Befuddled and confused, Chico finally blurts out, “Why a duck? Why not a chicken?”

The oil and gas industry might be equally befuddled and confused right now by an abundance of drilled but uncompleted (DUC) wells. When commodity prices more fully recover, completion crews could move in, do their work and those DUCs will take flight. That could bring a quick uptick in output, according to an S&P Global Platts analyst.

Jenna Delaney, senior energy analyst-oil, told a crowd at the firm’s annual Midstream Energy & MLP Breakfast Briefing in Houston on June 7 that “there is a historic backlog” of such wells now. She added the buildup isn’t necessarily due to the price downturn.

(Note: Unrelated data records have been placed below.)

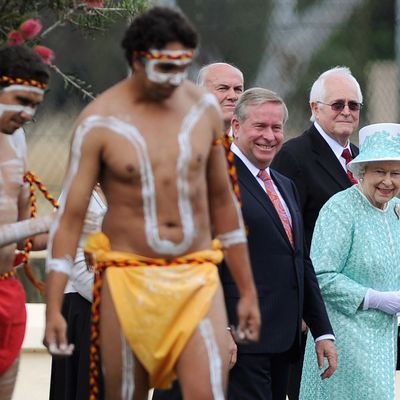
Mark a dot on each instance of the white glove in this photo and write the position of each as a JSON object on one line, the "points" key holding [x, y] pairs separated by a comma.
{"points": [[388, 302]]}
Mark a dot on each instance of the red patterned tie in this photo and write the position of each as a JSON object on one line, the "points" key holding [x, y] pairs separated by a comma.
{"points": [[348, 157], [269, 187]]}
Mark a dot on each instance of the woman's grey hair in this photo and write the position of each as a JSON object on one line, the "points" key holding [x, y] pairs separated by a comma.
{"points": [[258, 96], [317, 92]]}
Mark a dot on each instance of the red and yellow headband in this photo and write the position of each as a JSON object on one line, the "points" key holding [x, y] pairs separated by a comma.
{"points": [[20, 81]]}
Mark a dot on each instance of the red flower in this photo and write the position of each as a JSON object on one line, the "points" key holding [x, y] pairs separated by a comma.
{"points": [[30, 28], [94, 4], [15, 38], [46, 53]]}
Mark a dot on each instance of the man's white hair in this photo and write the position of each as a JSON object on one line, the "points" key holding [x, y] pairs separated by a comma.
{"points": [[318, 90], [202, 75]]}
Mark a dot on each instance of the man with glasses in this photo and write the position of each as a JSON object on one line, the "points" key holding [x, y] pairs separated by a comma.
{"points": [[317, 160]]}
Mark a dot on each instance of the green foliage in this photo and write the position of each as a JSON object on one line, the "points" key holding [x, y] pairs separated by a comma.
{"points": [[61, 12]]}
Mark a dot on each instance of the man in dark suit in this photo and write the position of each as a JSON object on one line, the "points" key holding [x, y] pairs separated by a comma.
{"points": [[284, 276], [315, 162]]}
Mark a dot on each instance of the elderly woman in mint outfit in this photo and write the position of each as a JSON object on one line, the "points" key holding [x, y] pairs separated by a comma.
{"points": [[356, 255]]}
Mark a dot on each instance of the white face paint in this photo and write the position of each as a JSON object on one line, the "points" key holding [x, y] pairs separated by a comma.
{"points": [[23, 88], [16, 108], [159, 62]]}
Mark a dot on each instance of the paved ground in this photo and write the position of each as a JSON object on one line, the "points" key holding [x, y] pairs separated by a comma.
{"points": [[34, 372]]}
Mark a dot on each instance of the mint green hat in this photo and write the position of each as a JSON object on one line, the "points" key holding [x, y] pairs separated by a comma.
{"points": [[378, 142]]}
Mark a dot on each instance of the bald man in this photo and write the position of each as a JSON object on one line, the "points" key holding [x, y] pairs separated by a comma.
{"points": [[227, 84]]}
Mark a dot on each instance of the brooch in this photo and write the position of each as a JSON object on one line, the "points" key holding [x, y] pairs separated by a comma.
{"points": [[397, 210]]}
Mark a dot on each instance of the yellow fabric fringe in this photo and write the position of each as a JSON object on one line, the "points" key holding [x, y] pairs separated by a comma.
{"points": [[159, 307]]}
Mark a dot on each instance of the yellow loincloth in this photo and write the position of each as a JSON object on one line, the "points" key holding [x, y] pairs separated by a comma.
{"points": [[158, 307]]}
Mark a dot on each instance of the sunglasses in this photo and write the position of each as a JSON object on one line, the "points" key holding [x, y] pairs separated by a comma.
{"points": [[340, 105]]}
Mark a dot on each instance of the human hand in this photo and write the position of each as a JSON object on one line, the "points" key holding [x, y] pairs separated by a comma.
{"points": [[55, 338], [326, 349], [388, 302], [249, 319]]}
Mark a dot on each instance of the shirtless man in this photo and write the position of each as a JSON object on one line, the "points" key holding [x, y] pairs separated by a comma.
{"points": [[23, 78], [151, 142]]}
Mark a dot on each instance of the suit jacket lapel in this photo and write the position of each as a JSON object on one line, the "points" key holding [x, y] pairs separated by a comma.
{"points": [[248, 181], [327, 159]]}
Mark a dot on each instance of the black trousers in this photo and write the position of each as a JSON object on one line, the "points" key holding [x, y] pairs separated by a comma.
{"points": [[70, 376], [296, 369], [259, 377]]}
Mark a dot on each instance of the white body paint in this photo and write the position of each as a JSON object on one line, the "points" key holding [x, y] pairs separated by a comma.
{"points": [[231, 238], [128, 370], [131, 133], [16, 108], [214, 358]]}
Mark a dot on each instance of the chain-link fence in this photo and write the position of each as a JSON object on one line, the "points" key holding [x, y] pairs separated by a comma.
{"points": [[279, 44]]}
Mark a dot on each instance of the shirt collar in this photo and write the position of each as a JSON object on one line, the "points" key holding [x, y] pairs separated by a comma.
{"points": [[333, 144]]}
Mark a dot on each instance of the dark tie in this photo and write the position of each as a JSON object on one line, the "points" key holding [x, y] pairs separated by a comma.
{"points": [[348, 157], [269, 187]]}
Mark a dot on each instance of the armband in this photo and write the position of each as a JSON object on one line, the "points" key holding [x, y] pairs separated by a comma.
{"points": [[63, 265], [234, 237], [11, 233]]}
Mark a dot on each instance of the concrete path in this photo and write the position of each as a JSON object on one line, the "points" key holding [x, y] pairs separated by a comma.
{"points": [[34, 372]]}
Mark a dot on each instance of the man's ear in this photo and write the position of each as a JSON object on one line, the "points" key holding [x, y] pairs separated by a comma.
{"points": [[314, 107], [235, 126]]}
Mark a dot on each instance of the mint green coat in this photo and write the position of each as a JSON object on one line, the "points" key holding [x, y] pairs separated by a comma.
{"points": [[355, 246]]}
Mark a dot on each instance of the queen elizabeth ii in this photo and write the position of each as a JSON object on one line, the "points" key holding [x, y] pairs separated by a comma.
{"points": [[356, 255]]}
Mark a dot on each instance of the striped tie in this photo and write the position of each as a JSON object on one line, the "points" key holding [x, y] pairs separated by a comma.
{"points": [[269, 187], [348, 157]]}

“It’s not all economics,” Delaney explained. “They can be drilled faster than they can be completed” thanks to rapid advancements in drilling technology. The high DUC inventory means domestic production could come back more quickly than many expect—adding to the U.S. role as a major swing producer on the world market.

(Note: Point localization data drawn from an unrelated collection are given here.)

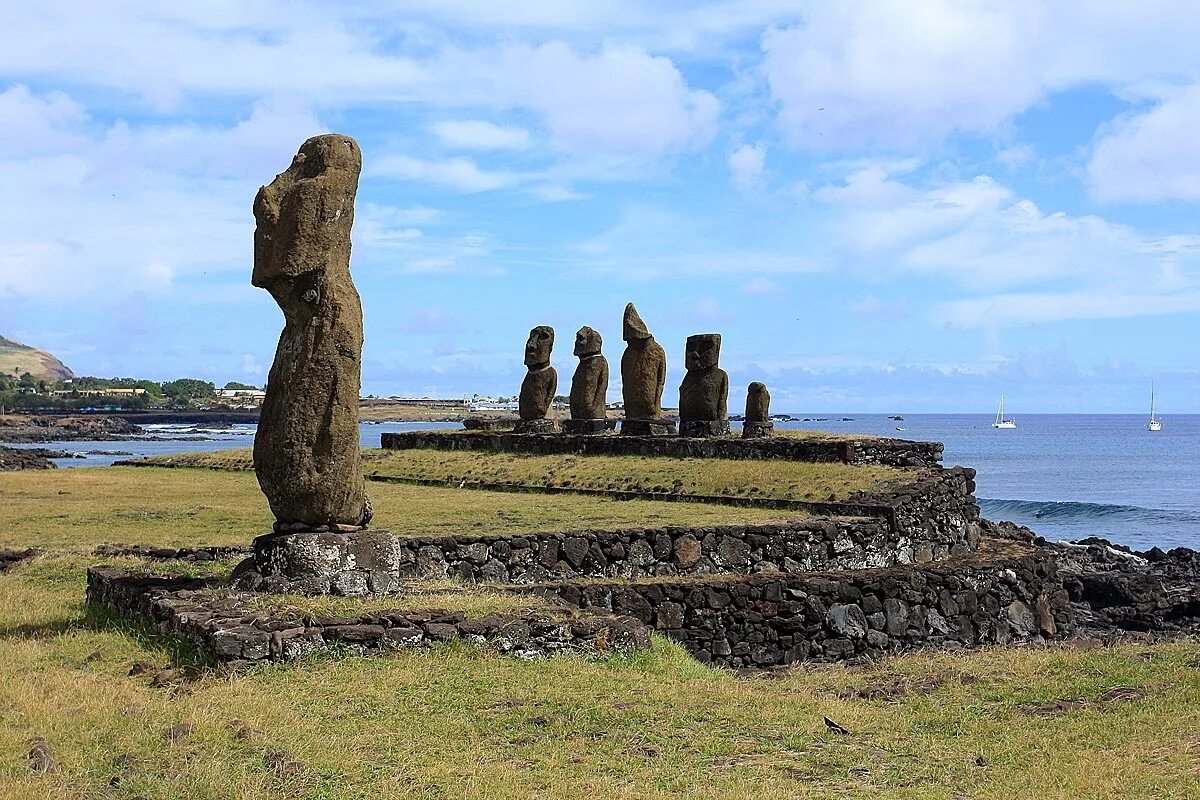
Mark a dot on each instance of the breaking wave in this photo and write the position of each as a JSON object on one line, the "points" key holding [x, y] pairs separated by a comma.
{"points": [[1071, 511]]}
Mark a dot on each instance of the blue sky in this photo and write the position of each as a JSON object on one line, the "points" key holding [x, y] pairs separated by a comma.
{"points": [[882, 206]]}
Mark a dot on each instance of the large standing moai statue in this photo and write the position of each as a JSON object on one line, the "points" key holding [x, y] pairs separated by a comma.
{"points": [[705, 391], [643, 372], [757, 422], [589, 386], [306, 450], [539, 385]]}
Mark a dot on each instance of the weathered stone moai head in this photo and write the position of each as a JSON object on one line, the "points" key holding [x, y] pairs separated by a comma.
{"points": [[757, 422], [703, 394], [589, 386], [643, 370], [757, 403], [631, 326], [703, 350], [538, 346], [306, 450], [541, 380], [587, 342]]}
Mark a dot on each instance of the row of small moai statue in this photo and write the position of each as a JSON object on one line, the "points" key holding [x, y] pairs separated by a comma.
{"points": [[703, 394]]}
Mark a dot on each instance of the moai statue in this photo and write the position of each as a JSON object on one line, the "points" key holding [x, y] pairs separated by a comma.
{"points": [[539, 385], [705, 391], [757, 422], [643, 372], [306, 450], [589, 386]]}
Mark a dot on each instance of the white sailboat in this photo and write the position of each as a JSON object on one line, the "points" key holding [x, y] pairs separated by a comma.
{"points": [[1155, 425], [1001, 422]]}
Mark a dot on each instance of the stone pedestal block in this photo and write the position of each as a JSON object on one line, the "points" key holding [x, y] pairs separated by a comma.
{"points": [[367, 561], [647, 427], [535, 426], [700, 428], [757, 429], [585, 427]]}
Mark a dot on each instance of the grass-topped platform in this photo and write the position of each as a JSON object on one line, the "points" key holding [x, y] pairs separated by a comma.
{"points": [[120, 710], [803, 447], [172, 507], [637, 474]]}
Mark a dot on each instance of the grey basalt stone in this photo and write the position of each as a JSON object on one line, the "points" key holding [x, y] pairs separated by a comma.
{"points": [[643, 373], [705, 391], [589, 385], [306, 450], [757, 422], [541, 380]]}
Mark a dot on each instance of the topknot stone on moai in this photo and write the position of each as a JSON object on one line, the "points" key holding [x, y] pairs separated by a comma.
{"points": [[589, 386], [705, 391], [306, 450], [757, 422], [539, 385], [643, 372]]}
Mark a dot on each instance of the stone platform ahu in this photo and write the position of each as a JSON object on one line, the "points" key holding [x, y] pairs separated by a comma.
{"points": [[306, 451]]}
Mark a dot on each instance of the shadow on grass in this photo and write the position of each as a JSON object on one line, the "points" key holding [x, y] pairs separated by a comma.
{"points": [[40, 630], [183, 651]]}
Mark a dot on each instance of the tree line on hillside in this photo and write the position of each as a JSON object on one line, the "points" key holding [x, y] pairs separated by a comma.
{"points": [[29, 394]]}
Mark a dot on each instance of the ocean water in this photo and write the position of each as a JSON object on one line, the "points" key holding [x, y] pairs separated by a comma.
{"points": [[1066, 476]]}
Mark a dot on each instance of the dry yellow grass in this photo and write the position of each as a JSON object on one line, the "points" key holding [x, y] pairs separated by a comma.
{"points": [[749, 479], [459, 722], [179, 507]]}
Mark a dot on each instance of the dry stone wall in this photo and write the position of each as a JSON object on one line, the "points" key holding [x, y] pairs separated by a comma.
{"points": [[778, 619], [372, 561], [231, 631]]}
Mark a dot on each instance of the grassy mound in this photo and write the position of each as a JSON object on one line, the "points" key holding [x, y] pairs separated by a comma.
{"points": [[713, 476], [187, 507], [459, 722]]}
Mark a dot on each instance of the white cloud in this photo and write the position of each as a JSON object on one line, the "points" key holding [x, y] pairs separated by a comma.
{"points": [[873, 306], [109, 211], [457, 174], [905, 76], [899, 73], [979, 234], [1151, 156], [1027, 308], [480, 134], [761, 286], [39, 124], [748, 167], [651, 242], [619, 100]]}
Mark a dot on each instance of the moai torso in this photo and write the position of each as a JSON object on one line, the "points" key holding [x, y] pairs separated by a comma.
{"points": [[306, 450], [541, 380], [703, 395], [643, 370], [589, 386], [757, 403]]}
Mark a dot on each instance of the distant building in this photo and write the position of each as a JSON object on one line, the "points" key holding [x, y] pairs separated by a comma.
{"points": [[241, 394], [100, 392]]}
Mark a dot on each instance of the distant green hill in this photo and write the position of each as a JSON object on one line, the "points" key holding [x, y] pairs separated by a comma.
{"points": [[17, 359]]}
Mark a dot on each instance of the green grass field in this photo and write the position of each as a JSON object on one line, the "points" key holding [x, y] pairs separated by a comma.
{"points": [[460, 722], [457, 722], [744, 479], [177, 507]]}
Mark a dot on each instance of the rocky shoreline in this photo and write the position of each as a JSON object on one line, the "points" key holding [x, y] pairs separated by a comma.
{"points": [[101, 427], [30, 429], [1115, 590], [19, 458]]}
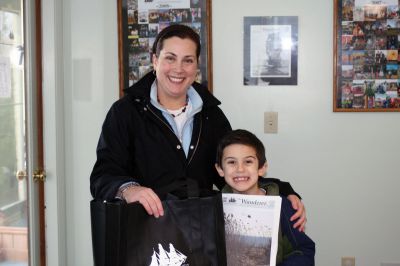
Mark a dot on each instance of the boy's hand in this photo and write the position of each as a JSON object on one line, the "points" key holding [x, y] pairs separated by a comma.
{"points": [[300, 213], [147, 197]]}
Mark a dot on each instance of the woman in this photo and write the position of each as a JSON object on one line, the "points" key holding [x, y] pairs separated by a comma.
{"points": [[165, 128]]}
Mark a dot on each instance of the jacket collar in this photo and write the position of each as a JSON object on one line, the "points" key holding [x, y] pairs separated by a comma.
{"points": [[141, 89]]}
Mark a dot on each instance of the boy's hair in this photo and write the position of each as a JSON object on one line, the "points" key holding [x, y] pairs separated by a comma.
{"points": [[244, 137], [176, 30]]}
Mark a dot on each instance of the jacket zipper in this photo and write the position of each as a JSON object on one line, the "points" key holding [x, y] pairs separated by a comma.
{"points": [[197, 142], [168, 126]]}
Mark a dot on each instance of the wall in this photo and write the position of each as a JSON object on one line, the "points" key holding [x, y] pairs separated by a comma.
{"points": [[343, 164]]}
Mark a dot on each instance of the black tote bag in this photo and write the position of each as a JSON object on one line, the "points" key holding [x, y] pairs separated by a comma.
{"points": [[190, 233]]}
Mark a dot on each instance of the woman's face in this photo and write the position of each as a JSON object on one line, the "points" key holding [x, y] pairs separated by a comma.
{"points": [[176, 67]]}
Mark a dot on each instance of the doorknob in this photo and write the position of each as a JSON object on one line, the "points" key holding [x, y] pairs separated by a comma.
{"points": [[39, 175], [20, 175]]}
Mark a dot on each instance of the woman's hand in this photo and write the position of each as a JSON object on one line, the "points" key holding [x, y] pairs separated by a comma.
{"points": [[145, 196], [300, 214]]}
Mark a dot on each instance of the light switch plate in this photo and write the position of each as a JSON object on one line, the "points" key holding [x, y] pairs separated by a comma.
{"points": [[348, 261], [271, 122]]}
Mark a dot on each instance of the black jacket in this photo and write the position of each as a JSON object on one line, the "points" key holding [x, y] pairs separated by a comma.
{"points": [[137, 144]]}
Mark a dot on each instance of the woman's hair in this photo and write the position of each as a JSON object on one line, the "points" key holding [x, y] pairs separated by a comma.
{"points": [[243, 137], [176, 30]]}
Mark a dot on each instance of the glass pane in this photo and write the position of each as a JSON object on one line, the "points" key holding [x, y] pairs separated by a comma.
{"points": [[13, 187]]}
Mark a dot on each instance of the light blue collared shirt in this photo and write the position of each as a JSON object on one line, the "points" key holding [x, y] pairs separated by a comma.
{"points": [[187, 129]]}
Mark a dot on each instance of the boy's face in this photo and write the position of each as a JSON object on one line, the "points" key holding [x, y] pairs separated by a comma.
{"points": [[240, 168]]}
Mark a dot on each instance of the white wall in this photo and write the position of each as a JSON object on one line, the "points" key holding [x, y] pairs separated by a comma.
{"points": [[343, 164]]}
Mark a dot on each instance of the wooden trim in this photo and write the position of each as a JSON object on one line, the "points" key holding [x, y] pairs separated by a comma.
{"points": [[120, 50], [209, 46], [39, 126]]}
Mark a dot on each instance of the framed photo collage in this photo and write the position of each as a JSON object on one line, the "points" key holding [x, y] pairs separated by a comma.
{"points": [[366, 56], [139, 22]]}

“The U.S. can respond faster now,” she added.

Platts/Bentek published a report at the end of the first quarter that counted 831 DUC wells in the Williston Basin and 1,022 in the Eagle Ford play as of October 2015. Thousands of other DUCs lie in other major plays.

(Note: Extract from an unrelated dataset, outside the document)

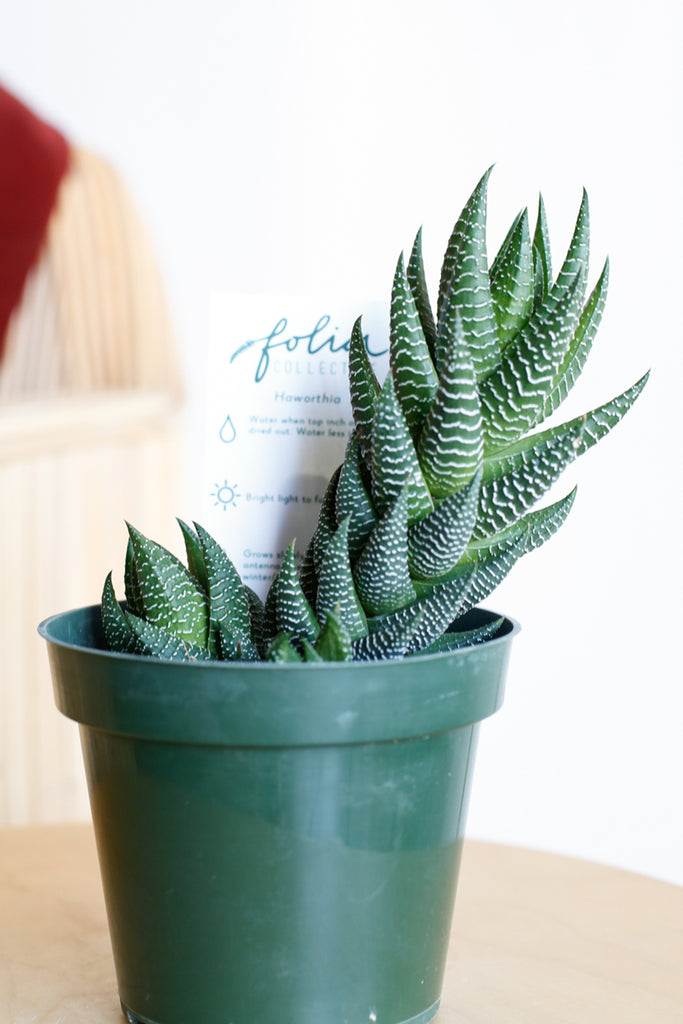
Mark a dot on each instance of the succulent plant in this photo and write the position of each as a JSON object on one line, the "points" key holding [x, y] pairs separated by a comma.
{"points": [[434, 501]]}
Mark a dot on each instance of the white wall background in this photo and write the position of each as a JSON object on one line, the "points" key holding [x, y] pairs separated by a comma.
{"points": [[296, 147]]}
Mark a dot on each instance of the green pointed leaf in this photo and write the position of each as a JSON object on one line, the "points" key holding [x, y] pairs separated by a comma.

“These well inventories disregard more recent wells because of the difficulty in distinguishing between wells that have been intentionally left uncompleted and wells that are simply in the process of being completed,” the report explained.

Meanwhile, the pullback in recent new drilling could have a long-term impact on crude supply, Delaney said. “Capex not spent now will impact production down the line” as the industry completes those DUCS, but will have fewer wells to complete afterward.

Her presentation featured a graphic that projects crude oil prices will be in the breakeven range of $50-$60 per barrel range through the end of 2017. However, “We don’t forecast prices because we could be wrong,” quipped Michael Grande, S&P Global director, during a question-and-answer session following Delaney’s presentation.

Delaney said S&P projects crude will come into a supply-demand balance in the next year, first in the U.S. in late-2016 and worldwide in 2017. Balance will happen in part due to a decline in U.S. production. Her presentation projected domestic oil output will hover just above 8.5 million barrels per day (bbl/d) the rest of this year and into 2017. Domestic output peaked above 9.5 million bbl/d in second-quarter 2015.

“U.S. production has declined but not as sharply as many had expected,” she added. Abroad, non-OPEC and non-U.S./Canada production will decline as lingering low prices make marginal fields economic, forcing producers to shut-in money-losing wells.

Politically unstable foreign producers, in particular Nigeria and Venezuela, are having sharp production declines that will partially offset production increases by Iran, Kuwait and the Middle East’s Neutral Zone between Saudi Arabia and Kuwait. Taken together, the decline could amount to 150,000 bbl/d, she added.